En 1899, il est à Paris avec sa famille : existence difficile, qui ne l'empêche pas d'écrire et de fréquenter les bibliothèques. L'été de 1899 le conduit pendant quelques semaines avec son frère à Stavelot, dans les Ardennes belges : le jeune poète découvre là un paysage et un folklore dont la trace se perpétuera dans son œuvre ; il y éprouve aussi une déception sentimentale dans laquelle on peut voir sa première expérience amère de « mal-aimé ».
En août 1901, il part pour la Rhénanie comme précepteur. Il passera en Allemagne une année décisive dans l'élaboration de son univers mental comme dans sa vie amoureuse. Il est séduit par le pittoresque de la vallée du Rhin et de la région avoisinante, qu'il parcourt en tous sens. Il fait aussi, à la fin de l'hiver et au printemps de 1902, un long voyage à travers l'Allemagne et l'Europe centrale, s'arrêtant notamment à Berlin, Prague, Vienne et Munich. D'autre part, épris de la gouvernante anglaise de son élève, Annie Playden, il se voit éconduit par la jeune fille après avoir espéré lui faire partager son amour : c'est profondément désemparé qu'il rentre en France à la fin d'août 1902.

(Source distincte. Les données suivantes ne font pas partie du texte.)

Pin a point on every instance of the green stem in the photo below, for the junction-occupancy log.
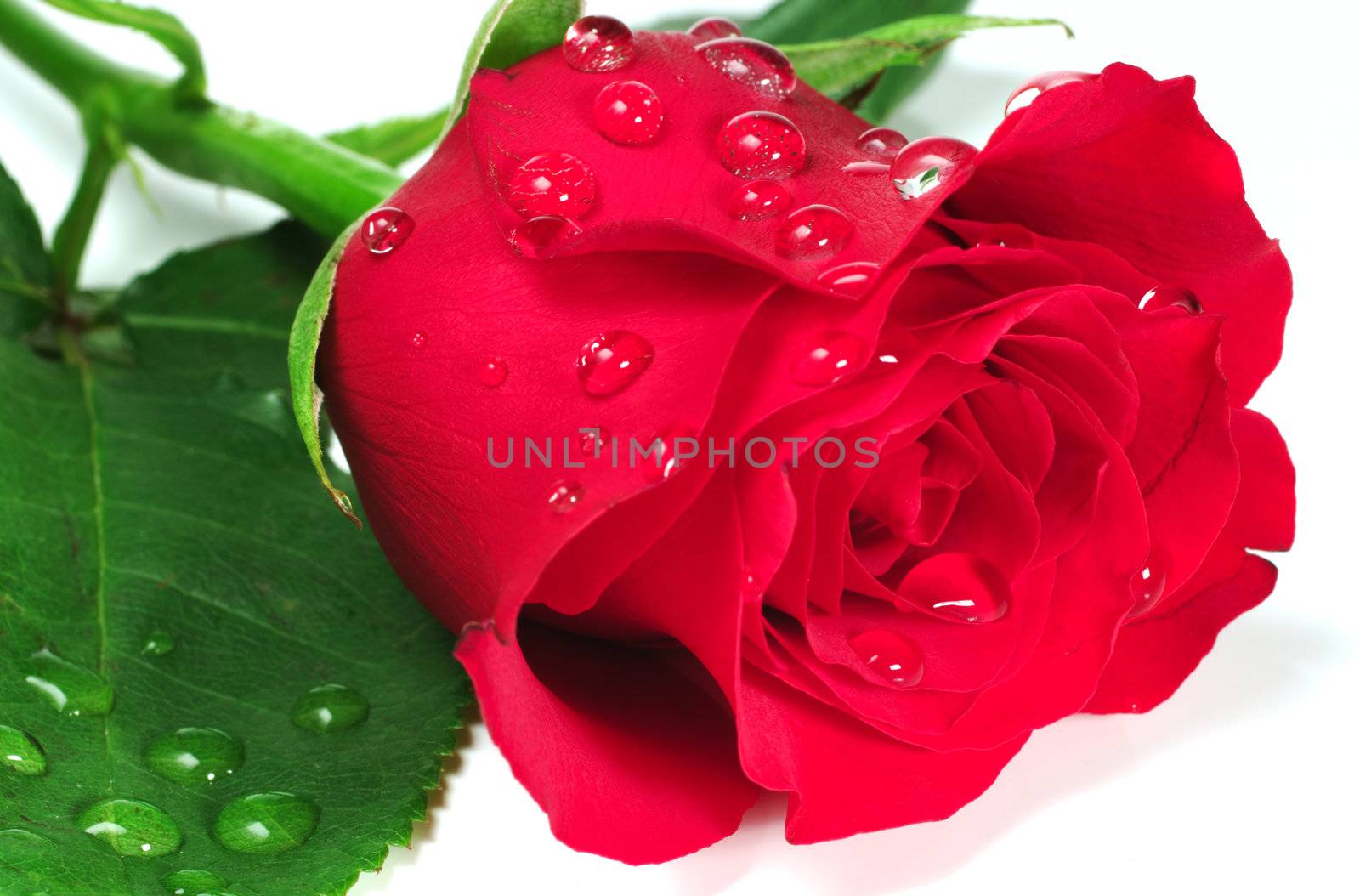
(326, 185)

Pendant cette année, il n'a pas seulement vécu intensément. Il a écrit de nombreux poèmes, des contes, des chroniques, s'est nourri d'images et de sujets qui ne le quitteront pas. C'est pendant cette année aussi que paraît dans La Revue blanche de mars 1902 son premier conte, « L'Hérésiarque », signé du pseudonyme qu'il s'est forgé depuis longtemps déjà avec deux de ses prénoms : Guillaume Apollinaire.
La vie littéraire
De retour à Paris, employé de banque, Apollinaire fréquente certains milieux littéraires, La Revue blanche, les soirées de La Plume, bientôt le Mercure de France. Il se lie avec Jarry, Max Jacob, André Salmon débutant comme lui. Avec ce dernier et quelques amis, il fonde Le Festin d'Ésope, qui paraîtra de novembre 1903 à août 1904. Il connaît aussi des peintres : Derain et Vlaminck qu'il rencontre en 1904, Picasso l'année suivante.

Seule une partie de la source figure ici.